FILE PHOTO: Residential home construction continues as California faces a housing shortage

WASHINGTON(Reuters) - U.S. construction spending unexpectedly fell in February as strength in single-family homebuilding was more than offset by weaknesses in nonresidential and public projects.

The Commerce Department said on Monday that construction spending dropped 0.3% after an unrevised 0.2% decline in January. Economists polled by Reuters had forecast construction spending rebounding 0.7%. Construction spending increased 10.7% year-on-year in February.

Spending on private construction projects was unchanged for a second straight month in February. Investment in residential construction rose 0.7% after gaining 0.1% in the prior month.

Outlays on new single-family construction projects jumped 1.4%, boosted by tight housing supply. Recent government data showed there were 757,000 housing units for sale in the fourth quarter, well below the 1.145 million units before the COVID-19 pandemic.

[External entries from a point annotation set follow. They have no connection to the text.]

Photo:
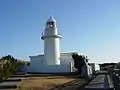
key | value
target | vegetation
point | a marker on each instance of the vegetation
(79, 61)
(9, 65)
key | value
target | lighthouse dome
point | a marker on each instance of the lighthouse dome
(51, 22)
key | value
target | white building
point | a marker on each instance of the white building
(52, 61)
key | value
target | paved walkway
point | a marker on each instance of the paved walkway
(11, 83)
(101, 82)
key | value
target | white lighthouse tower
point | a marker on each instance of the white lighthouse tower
(51, 39)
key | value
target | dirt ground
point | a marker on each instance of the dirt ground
(43, 83)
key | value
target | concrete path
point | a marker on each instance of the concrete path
(11, 83)
(101, 82)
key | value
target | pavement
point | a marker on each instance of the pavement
(11, 83)
(101, 82)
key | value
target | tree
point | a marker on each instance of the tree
(118, 65)
(79, 61)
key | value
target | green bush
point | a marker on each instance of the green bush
(10, 67)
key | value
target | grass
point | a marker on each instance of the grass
(44, 82)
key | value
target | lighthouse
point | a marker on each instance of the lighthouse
(51, 39)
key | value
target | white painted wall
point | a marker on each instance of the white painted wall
(52, 51)
(37, 64)
(50, 69)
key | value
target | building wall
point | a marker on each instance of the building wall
(38, 64)
(49, 69)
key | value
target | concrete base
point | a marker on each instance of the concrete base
(50, 69)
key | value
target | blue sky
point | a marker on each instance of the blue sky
(91, 27)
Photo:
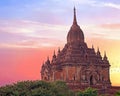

Outlays on multi-family housing projects dipped 0.2% in February, likely as builders worked through a large backlog.

Outlays on private non-residential structures like factories dropped 0.9%. The broad decline in spending was led by a 2.5% plunge in amusement and recreation projects. Investment in healthcare facilities decreased 1.9% while spending on commercial buildings declined 1.7%. Spending on manufacturing construction projects fell 0.6%.

Spending on structures was one of the contributors to the economy's 3.4% annualized growth pace in the fourth quarter.

Investment in public construction projects dropped 1.2% after falling 0.7% in January.

State and local government spending tumbled 1.1% and outlays on federal government projects plummeted 2.1%.